The DUP would clearly prefer a Stormont style majority rule. Disbanding the IRA would put pressure on them to share power with Sinn Fein. They have taken positions alongside of Sinn Fein on the Assembly Executive before. However the DUP did not receive its huge vote to share power but rather to keep Sinn Fein out of power! They are not likely to change their minds for the foreseeable future and indeed would inevitably question any dramatic act of decommissioning/disbandment for its lack of thoroughness or truthfulness.

Whatever happens it will not be an easy ride for Sinn Fein in the coming months. They admit that they felt under pressure from their own supporters over the McCartney murder. They will be wary of the first signs of an electoral challenge from independent republicans. Six independent republicans stood in the local elections and did not poll very well. But significantly they had the confidence and the encouragement to stand. The IRA however will not want a humiliating surrender as the price to pay for power sharing.

Whilst they wrestle with this dilemma let us not forget how far they have already appeased Unionism and the British government. The Good Friday Agreement formalised the Unionist veto that is the bedrock of the mini-state. That means the Unionists have the final say over any fundamental dismantling of this sectarian, artificial state. Despite a ceasefire, which has lasted, for around a decade there has been no change to Unionist controlled police and security forces. Also the GFA has not resolved the main social injustice the republican struggle was based on – the denial of the right to self-determination for the Irish people as a whole.

On the basis of these retreats from Republicanism, socialists would welcome an alternative, which spelled out a continuing fight against the northern sectarian state and Britain’s support for it. Socialists would welcome the development of mass struggles within the workplaces and communities as part of a fight for a Workers Republic.

How significant then is the Socialist Environmental Alliance vote in Derry which polled 1,649 (3.6 per cent) as an indication of such an alternative?

The SEA led by veteran civil rights campaigner and SWP member Eamonn McCann, polled slightly less than the SEA Assembly election vote in 2003. It also failed to win in the 4 wards in the local elections.

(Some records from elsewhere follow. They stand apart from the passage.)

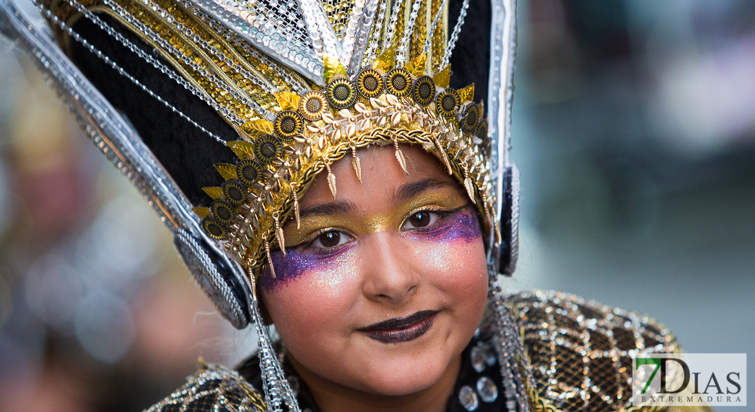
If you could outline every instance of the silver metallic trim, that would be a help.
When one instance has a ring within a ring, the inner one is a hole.
[[[242,267],[205,234],[191,203],[172,178],[128,120],[63,53],[45,23],[32,21],[15,4],[0,0],[0,32],[29,55],[94,144],[128,178],[171,231],[180,228],[203,240],[251,296],[249,280]]]
[[[491,0],[490,74],[488,82],[488,135],[492,141],[491,177],[495,189],[495,218],[498,221],[504,205],[506,184],[504,174],[510,165],[511,104],[513,99],[513,69],[516,55],[516,0]],[[505,234],[504,235],[505,237]],[[490,234],[495,244],[495,234]],[[498,247],[488,253],[488,265],[498,268]]]
[[[234,0],[189,1],[254,47],[318,85],[325,85],[322,61],[312,45],[299,43],[278,33],[276,23],[265,18],[263,14],[253,15]]]

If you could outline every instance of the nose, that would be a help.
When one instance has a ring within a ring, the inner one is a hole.
[[[410,253],[389,232],[368,237],[363,262],[365,296],[376,302],[401,305],[411,300],[422,283],[422,277],[411,265]]]

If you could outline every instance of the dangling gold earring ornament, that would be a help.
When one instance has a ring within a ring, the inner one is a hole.
[[[273,213],[273,221],[275,222],[276,225],[276,239],[278,240],[278,244],[281,246],[281,252],[285,256],[285,244],[284,243],[285,240],[283,239],[283,229],[281,228],[280,221],[278,221],[277,212]]]
[[[291,194],[294,197],[294,216],[296,217],[296,228],[301,228],[301,221],[299,219],[299,195],[296,193],[296,182],[291,184]]]
[[[335,175],[330,169],[330,163],[325,163],[325,168],[328,169],[328,186],[330,187],[331,193],[333,194],[333,200],[335,200]]]
[[[270,243],[265,239],[265,252],[267,252],[267,265],[270,267],[270,274],[276,278],[276,268],[273,266],[273,256],[270,256]]]

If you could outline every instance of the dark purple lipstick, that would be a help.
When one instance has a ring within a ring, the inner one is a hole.
[[[406,318],[393,318],[357,330],[383,343],[408,342],[430,330],[437,314],[438,311],[421,311]]]

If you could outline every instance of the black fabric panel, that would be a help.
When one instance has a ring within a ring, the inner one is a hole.
[[[462,0],[450,0],[448,36],[461,11]],[[474,101],[488,100],[488,73],[490,69],[490,0],[470,0],[467,17],[459,33],[456,48],[451,54],[451,88],[459,89],[474,83]],[[485,107],[487,109],[487,107]]]
[[[109,16],[100,17],[142,50],[157,56],[154,49],[118,22]],[[79,19],[73,29],[155,94],[199,125],[226,141],[239,139],[236,131],[208,104],[89,20]],[[126,114],[144,143],[189,200],[195,205],[208,205],[211,199],[202,191],[202,187],[218,186],[223,181],[213,164],[235,163],[238,158],[233,152],[119,74],[81,44],[75,41],[72,43],[74,61],[105,98]]]
[[[449,31],[453,29],[458,17],[461,2],[462,0],[451,0]],[[490,8],[488,0],[470,0],[465,24],[451,57],[451,87],[461,88],[474,82],[476,101],[487,98]],[[140,48],[160,58],[156,51],[117,21],[106,15],[101,17]],[[233,129],[208,104],[137,56],[90,20],[82,18],[73,29],[155,94],[195,122],[226,141],[238,140]],[[79,43],[72,43],[74,61],[105,98],[116,109],[125,113],[144,143],[190,201],[197,206],[208,205],[211,200],[202,191],[202,187],[218,186],[223,182],[213,164],[236,163],[238,159],[233,151],[119,75]]]

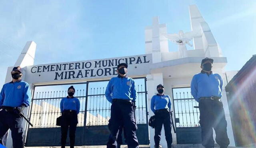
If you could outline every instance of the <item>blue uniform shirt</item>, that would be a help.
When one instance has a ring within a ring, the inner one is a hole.
[[[223,82],[220,75],[212,73],[209,75],[202,71],[194,76],[191,81],[191,94],[199,102],[202,97],[211,96],[221,97],[223,91]]]
[[[153,112],[161,109],[169,109],[171,110],[171,98],[168,95],[155,95],[151,99],[150,108]]]
[[[105,93],[107,99],[112,103],[113,99],[132,100],[134,101],[137,97],[134,81],[127,77],[118,77],[111,78],[108,82]]]
[[[0,107],[18,107],[24,104],[29,106],[31,101],[28,84],[21,80],[4,85],[0,93]]]
[[[60,112],[63,112],[65,110],[76,111],[76,114],[79,113],[80,102],[79,100],[74,97],[62,98],[60,101]]]

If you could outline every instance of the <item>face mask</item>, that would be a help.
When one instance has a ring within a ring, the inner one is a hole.
[[[204,64],[203,70],[206,71],[210,71],[212,70],[212,64],[210,63],[207,63]]]
[[[74,93],[73,92],[68,92],[68,96],[72,97],[74,95]]]
[[[18,73],[12,73],[12,77],[16,80],[18,80],[21,77],[21,74]]]
[[[122,75],[126,74],[126,71],[124,70],[124,67],[122,67],[118,69],[118,72]]]
[[[157,91],[159,93],[164,93],[164,89],[158,89]]]

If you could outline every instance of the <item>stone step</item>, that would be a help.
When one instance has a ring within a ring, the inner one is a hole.
[[[59,146],[51,146],[51,147],[28,147],[30,148],[60,148],[60,147]],[[66,146],[66,148],[69,148],[68,146]],[[106,146],[75,146],[75,148],[106,148]],[[121,146],[122,148],[128,148],[127,145],[122,145]],[[150,148],[150,146],[149,145],[140,145],[140,148]],[[173,144],[172,148],[204,148],[201,144]],[[218,145],[216,144],[214,148],[220,148]],[[228,148],[256,148],[256,144],[252,145],[248,147],[234,147],[234,146],[228,146]],[[165,147],[162,147],[162,148],[167,148]]]

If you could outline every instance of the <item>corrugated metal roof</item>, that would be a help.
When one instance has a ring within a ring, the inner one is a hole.
[[[238,80],[240,78],[243,78],[244,76],[248,73],[250,71],[250,67],[252,66],[256,66],[256,55],[252,55],[252,57],[246,62],[242,67],[238,71],[238,72],[232,78],[226,87],[226,89],[228,91],[229,88],[232,86],[232,84],[236,83]]]

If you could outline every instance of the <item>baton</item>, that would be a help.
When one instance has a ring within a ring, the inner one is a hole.
[[[173,119],[172,119],[172,111],[171,111],[171,118],[172,118],[172,127],[173,127],[173,130],[174,131],[174,133],[176,133],[176,130],[175,129],[175,127],[174,126],[174,124],[173,123]]]
[[[135,124],[137,125],[137,122],[136,121],[136,114],[135,113],[135,109],[136,109],[136,105],[135,105],[135,102],[133,102],[133,105],[132,108],[133,108],[133,114],[134,116],[134,119],[135,119]]]
[[[24,115],[24,114],[23,114],[23,113],[22,112],[20,112],[20,116],[21,116],[22,117],[23,117],[23,118],[24,118],[24,119],[27,121],[27,122],[28,123],[28,124],[29,124],[31,126],[33,127],[33,124],[32,124],[32,123],[31,123],[31,122],[30,122],[30,121],[29,121],[29,120],[28,120],[28,119],[25,116],[25,115]]]

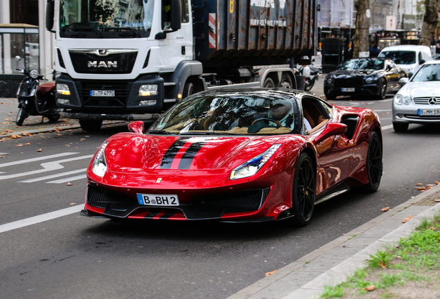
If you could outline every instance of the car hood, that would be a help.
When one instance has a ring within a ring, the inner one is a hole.
[[[336,79],[338,79],[346,78],[347,75],[351,75],[351,77],[365,77],[370,75],[377,74],[381,71],[382,70],[338,70],[330,73],[329,75]]]
[[[440,95],[440,87],[438,82],[410,82],[405,84],[398,91],[404,96],[412,98],[424,98],[439,96]]]
[[[268,149],[280,136],[186,136],[122,133],[105,149],[108,171],[232,170]]]

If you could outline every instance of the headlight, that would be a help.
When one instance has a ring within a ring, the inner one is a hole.
[[[70,96],[71,91],[68,89],[68,85],[57,83],[57,93],[62,94],[64,96]]]
[[[148,96],[157,94],[157,84],[140,85],[139,87],[139,96]]]
[[[402,96],[401,94],[398,93],[396,96],[394,96],[394,102],[396,105],[403,104],[404,100],[404,100],[403,96]]]
[[[29,77],[33,79],[37,79],[38,78],[38,72],[35,70],[32,70],[29,72]]]
[[[93,164],[92,165],[92,172],[98,176],[102,177],[107,171],[107,163],[105,161],[105,147],[109,144],[108,141],[104,142],[101,147],[98,150]]]
[[[229,178],[230,179],[239,179],[250,176],[258,172],[263,165],[272,156],[272,155],[278,150],[281,144],[275,144],[272,145],[263,154],[249,160],[248,161],[241,164],[235,168],[230,173]]]

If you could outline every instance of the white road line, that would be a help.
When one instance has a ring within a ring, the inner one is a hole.
[[[81,174],[75,176],[71,176],[69,178],[62,179],[57,181],[52,181],[50,182],[46,182],[46,183],[68,183],[72,181],[76,181],[82,179],[86,179],[87,174]]]
[[[93,155],[92,154],[92,155],[81,156],[75,157],[75,158],[70,158],[64,159],[64,160],[58,160],[58,161],[52,161],[52,162],[46,162],[46,163],[40,164],[42,167],[44,168],[42,170],[32,170],[32,171],[26,172],[20,172],[20,173],[15,174],[2,175],[2,176],[0,176],[0,181],[8,179],[13,179],[16,177],[19,177],[19,176],[25,176],[27,175],[37,174],[42,172],[46,172],[48,171],[62,169],[62,168],[64,168],[64,166],[60,164],[62,163],[89,158],[93,156]]]
[[[76,174],[78,172],[85,172],[87,170],[87,168],[82,168],[80,170],[72,170],[72,171],[69,171],[69,172],[60,172],[60,173],[57,173],[55,174],[51,174],[48,176],[40,176],[36,179],[30,179],[28,180],[26,180],[26,181],[21,181],[18,183],[34,183],[36,181],[44,181],[46,179],[53,179],[55,177],[59,177],[59,176],[66,176],[66,175],[69,175],[69,174]]]
[[[38,157],[38,158],[33,158],[30,159],[20,160],[15,162],[9,162],[9,163],[0,164],[0,167],[12,166],[12,165],[18,165],[18,164],[24,164],[24,163],[27,163],[30,162],[35,162],[35,161],[42,161],[42,160],[47,160],[52,158],[58,158],[60,156],[70,156],[70,155],[76,154],[80,154],[80,153],[66,152],[66,153],[57,154],[53,154],[50,156],[44,156]]]
[[[66,216],[68,215],[73,214],[80,212],[84,208],[84,204],[80,204],[75,206],[71,208],[67,208],[62,210],[58,210],[54,212],[51,212],[46,214],[42,214],[38,216],[35,216],[30,218],[18,220],[14,222],[10,222],[8,224],[0,225],[0,233],[7,232],[8,230],[12,230],[17,228],[20,228],[24,226],[28,226],[37,223],[44,222],[48,220],[52,220],[60,217]]]

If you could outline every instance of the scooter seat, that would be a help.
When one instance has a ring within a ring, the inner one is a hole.
[[[44,96],[51,89],[55,89],[55,82],[44,83],[37,89],[37,94],[38,96]]]

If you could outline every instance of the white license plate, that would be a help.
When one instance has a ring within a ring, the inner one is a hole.
[[[137,194],[139,204],[144,206],[180,206],[177,195]]]
[[[418,109],[417,114],[423,116],[440,116],[440,109]]]
[[[90,96],[114,97],[115,91],[90,91]]]

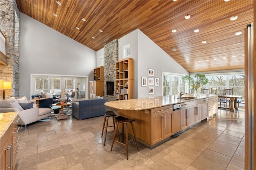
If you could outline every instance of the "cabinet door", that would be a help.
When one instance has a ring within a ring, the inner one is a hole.
[[[187,126],[190,126],[196,123],[195,117],[195,106],[192,106],[188,107]]]
[[[181,130],[185,129],[187,126],[187,119],[188,117],[188,107],[181,109],[181,117],[180,118],[180,127]]]
[[[164,138],[166,138],[172,135],[172,111],[165,113],[164,115]]]
[[[160,114],[152,116],[151,118],[151,135],[152,143],[151,145],[155,144],[162,141],[163,139],[164,125],[163,120],[164,114]]]
[[[196,106],[196,111],[195,115],[196,118],[196,122],[198,122],[201,121],[203,119],[202,115],[202,109],[203,109],[203,104],[197,104]]]

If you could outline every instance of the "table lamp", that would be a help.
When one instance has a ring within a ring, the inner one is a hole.
[[[6,89],[10,89],[12,88],[12,84],[11,82],[4,82],[2,81],[2,84],[0,82],[0,84],[2,84],[2,86],[0,86],[1,89],[3,89],[3,98],[5,99],[5,95]]]

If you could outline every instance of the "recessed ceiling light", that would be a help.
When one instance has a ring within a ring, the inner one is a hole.
[[[185,18],[185,19],[186,19],[187,20],[190,18],[190,16],[189,15],[186,15],[185,16],[185,17],[184,18]]]
[[[195,33],[198,33],[198,32],[199,32],[199,30],[198,29],[196,29],[194,30],[194,31]]]
[[[241,31],[236,32],[236,33],[235,33],[235,35],[241,35],[241,34],[242,34],[242,32],[241,32]]]
[[[230,20],[231,21],[234,21],[235,20],[236,20],[237,18],[238,18],[238,17],[236,16],[233,16],[232,17],[231,17],[231,18],[230,18]]]

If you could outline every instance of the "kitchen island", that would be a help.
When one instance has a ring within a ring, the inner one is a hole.
[[[107,106],[118,109],[118,116],[135,119],[134,124],[138,141],[153,147],[171,139],[207,119],[218,111],[218,96],[188,94],[179,99],[174,95],[105,103]],[[179,112],[174,112],[173,106],[180,104]],[[175,114],[174,114],[175,113]],[[128,133],[132,134],[128,128]]]
[[[18,111],[0,113],[0,169],[14,169],[17,145]]]

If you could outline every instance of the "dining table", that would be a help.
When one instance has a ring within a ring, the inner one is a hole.
[[[234,111],[235,110],[235,102],[236,102],[237,99],[241,98],[243,96],[239,95],[226,95],[226,98],[230,100],[230,106],[229,111]]]

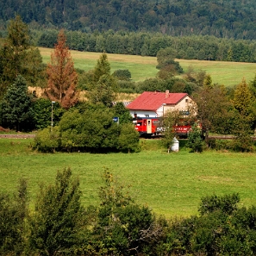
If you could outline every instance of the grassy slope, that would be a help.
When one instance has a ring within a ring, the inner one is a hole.
[[[36,153],[28,146],[32,140],[0,140],[0,190],[13,191],[21,177],[28,179],[31,199],[38,184],[54,180],[57,170],[70,166],[78,176],[84,205],[97,205],[104,168],[122,183],[131,184],[132,197],[165,216],[197,213],[205,195],[239,192],[240,205],[256,205],[255,154],[185,149],[166,153],[159,140],[143,140],[140,153]]]
[[[40,48],[43,61],[49,62],[53,49]],[[94,68],[99,59],[99,53],[87,53],[72,51],[75,66],[85,71]],[[134,81],[143,81],[146,78],[154,78],[158,70],[155,57],[141,57],[122,54],[108,54],[111,71],[116,69],[128,69],[132,73]],[[207,61],[207,60],[188,60],[178,59],[184,71],[189,66],[195,71],[203,70],[212,77],[213,83],[230,86],[238,84],[245,78],[247,82],[253,79],[256,72],[255,63]]]

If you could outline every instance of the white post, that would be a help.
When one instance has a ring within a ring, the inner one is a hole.
[[[53,103],[55,103],[55,102],[52,102],[52,127],[51,127],[51,132],[53,132]]]

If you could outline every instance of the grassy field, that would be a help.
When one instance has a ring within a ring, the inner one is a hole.
[[[197,214],[206,195],[238,192],[240,206],[256,205],[256,161],[253,153],[204,152],[190,153],[184,147],[167,153],[159,140],[141,141],[139,153],[38,153],[31,139],[0,139],[0,190],[14,191],[21,177],[28,180],[33,202],[38,184],[53,182],[58,170],[71,167],[83,190],[83,203],[97,205],[101,176],[108,168],[130,188],[139,203],[170,216]],[[147,150],[146,150],[147,148]]]
[[[40,48],[45,63],[49,62],[53,49]],[[89,71],[94,68],[102,53],[71,51],[75,66]],[[157,59],[155,57],[141,57],[122,54],[109,54],[111,71],[128,69],[135,82],[155,78]],[[213,83],[231,86],[238,84],[245,78],[247,82],[253,79],[256,73],[255,63],[207,61],[196,59],[177,59],[184,71],[191,66],[195,71],[203,70],[212,77]]]

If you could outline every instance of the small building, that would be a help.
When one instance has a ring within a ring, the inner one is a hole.
[[[179,110],[189,115],[194,101],[187,93],[144,91],[127,108],[133,117],[159,117],[172,110]]]

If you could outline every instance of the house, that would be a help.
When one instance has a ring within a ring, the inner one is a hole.
[[[144,91],[127,108],[133,117],[159,117],[177,109],[188,115],[192,106],[195,106],[195,103],[187,93],[170,93],[165,91]]]

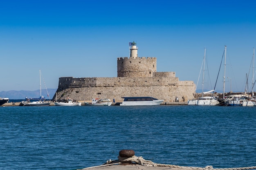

But it was a respectable vote, which pushed the UUP into fifth position in the Foyle constituency. More importantly it was a campaign that drew support from people outraged by the intended water privatisation and water charges. The SEA fought for a mass campaign of non-payment and has also stressed working class unity against sectarianism, war and the big business agenda.

On the basis of this record of struggle against the water charges League for the Fifth international supporters in Ireland gave the SEA critical support. However we are astonished that a socialist organisation in northern Ireland of all places can remain silent on the Peace process, the Police, British troops, the northern state, the national question and imperialism, etc, the better perhaps to forge working class unity. Whilst we should always seek to unify all workers in struggle over specific issues, as socialists we also need to understand the role of the state, the bosses’ state, in undermining struggles and fostering divisions within the working class. Indeed the British state is a past master at divide and rule especially when workers are united in struggle.

The SEA should have used the election to tell Derry workers about socialism, about why Sinn Fein were wrong on the Peace Process, about workers defence against loyalist and state attacks and indeed on the water charges should have explained why a mass non-payment campaign – though excellent in itself – also needs indefinite strike action, not just a one day strike in January by the Water Service Group unions, by the organised working class against privatisation to decisively halt the government in its tracks.